The reason for starting the Awards was to encourage more companies to hire persons with disabilities. In 2016, Microsoft came on board as the title partner for the Awards. In the sixth edition of the Nipman Foundation Microsoft Equal Opportunity Awards in 2019, awards were given in seven categories: Technological Innovations Empowering PwDs, Non-technological Innovations Empowering PwDs, Companies Hiring PwDs, Inclusive and Integrated Schools, Physical Accessibility Promoting Universal Design, Entrepreneur with a Disability, and Professional with a Disability

==Wheels For Life==
Malhotra is the founder of Wheels for Life - a crowdsourcing platform connecting those who need wheelchairs to donors who can financially contribute for them. This initiative was started in October 2016.

==Project Delhi==
Malhotra co-founded Project Delhi in April 2020 for supporting Persons with Disabilities amidst the COVID-19 pandemic in India.
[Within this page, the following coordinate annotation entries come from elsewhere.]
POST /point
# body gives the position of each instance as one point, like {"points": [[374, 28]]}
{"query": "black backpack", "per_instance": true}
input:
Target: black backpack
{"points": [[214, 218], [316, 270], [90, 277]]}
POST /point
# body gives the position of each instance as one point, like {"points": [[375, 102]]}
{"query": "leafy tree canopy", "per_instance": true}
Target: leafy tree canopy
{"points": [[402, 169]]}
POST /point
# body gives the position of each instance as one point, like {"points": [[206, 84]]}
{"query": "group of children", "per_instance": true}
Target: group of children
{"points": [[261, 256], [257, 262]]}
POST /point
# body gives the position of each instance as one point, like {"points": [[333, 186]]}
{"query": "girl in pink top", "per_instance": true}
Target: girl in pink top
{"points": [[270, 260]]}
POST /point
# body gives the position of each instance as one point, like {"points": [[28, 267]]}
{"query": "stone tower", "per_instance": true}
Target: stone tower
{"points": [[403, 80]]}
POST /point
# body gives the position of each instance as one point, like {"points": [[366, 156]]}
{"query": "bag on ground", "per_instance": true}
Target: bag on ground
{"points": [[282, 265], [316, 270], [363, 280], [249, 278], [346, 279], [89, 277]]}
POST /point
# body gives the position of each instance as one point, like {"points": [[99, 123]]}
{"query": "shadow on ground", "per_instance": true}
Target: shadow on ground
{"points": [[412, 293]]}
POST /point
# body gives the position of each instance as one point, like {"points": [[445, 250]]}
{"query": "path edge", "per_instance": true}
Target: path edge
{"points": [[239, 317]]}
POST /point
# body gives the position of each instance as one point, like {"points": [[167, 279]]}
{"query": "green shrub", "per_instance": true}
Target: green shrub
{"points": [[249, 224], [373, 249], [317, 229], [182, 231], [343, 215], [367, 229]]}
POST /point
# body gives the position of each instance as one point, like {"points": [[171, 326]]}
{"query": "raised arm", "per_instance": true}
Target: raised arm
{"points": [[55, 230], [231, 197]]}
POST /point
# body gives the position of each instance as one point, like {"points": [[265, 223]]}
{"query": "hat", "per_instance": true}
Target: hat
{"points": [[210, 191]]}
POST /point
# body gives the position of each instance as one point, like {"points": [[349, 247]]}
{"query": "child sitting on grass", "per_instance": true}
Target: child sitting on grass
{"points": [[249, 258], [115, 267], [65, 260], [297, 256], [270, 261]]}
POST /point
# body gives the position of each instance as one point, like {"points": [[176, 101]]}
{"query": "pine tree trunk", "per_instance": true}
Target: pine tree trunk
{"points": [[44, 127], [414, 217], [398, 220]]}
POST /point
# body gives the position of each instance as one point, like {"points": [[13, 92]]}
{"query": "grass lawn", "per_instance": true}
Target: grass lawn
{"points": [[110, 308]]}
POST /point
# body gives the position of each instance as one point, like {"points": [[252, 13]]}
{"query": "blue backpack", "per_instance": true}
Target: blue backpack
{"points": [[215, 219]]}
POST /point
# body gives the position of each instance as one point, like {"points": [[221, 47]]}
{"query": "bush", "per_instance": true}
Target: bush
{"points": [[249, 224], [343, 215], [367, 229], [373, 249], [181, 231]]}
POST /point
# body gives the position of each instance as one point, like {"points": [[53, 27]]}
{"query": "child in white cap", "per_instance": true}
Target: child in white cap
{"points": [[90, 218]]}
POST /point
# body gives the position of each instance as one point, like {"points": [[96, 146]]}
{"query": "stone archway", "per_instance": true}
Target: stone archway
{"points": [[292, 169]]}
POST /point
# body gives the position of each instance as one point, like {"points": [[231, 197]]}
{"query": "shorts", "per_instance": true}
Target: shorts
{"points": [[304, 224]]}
The idea of Project Delhi was to help persons with disabilities procure essential items by offering contactless delivery of groceries and medicines. Those with mobility issues and high support needs were finding it difficult to step out for buying essentials, primarily groceries and medicines. Through Project Delhi, the volunteers signed up online and delivered these essentials to any disabled person at the MRP.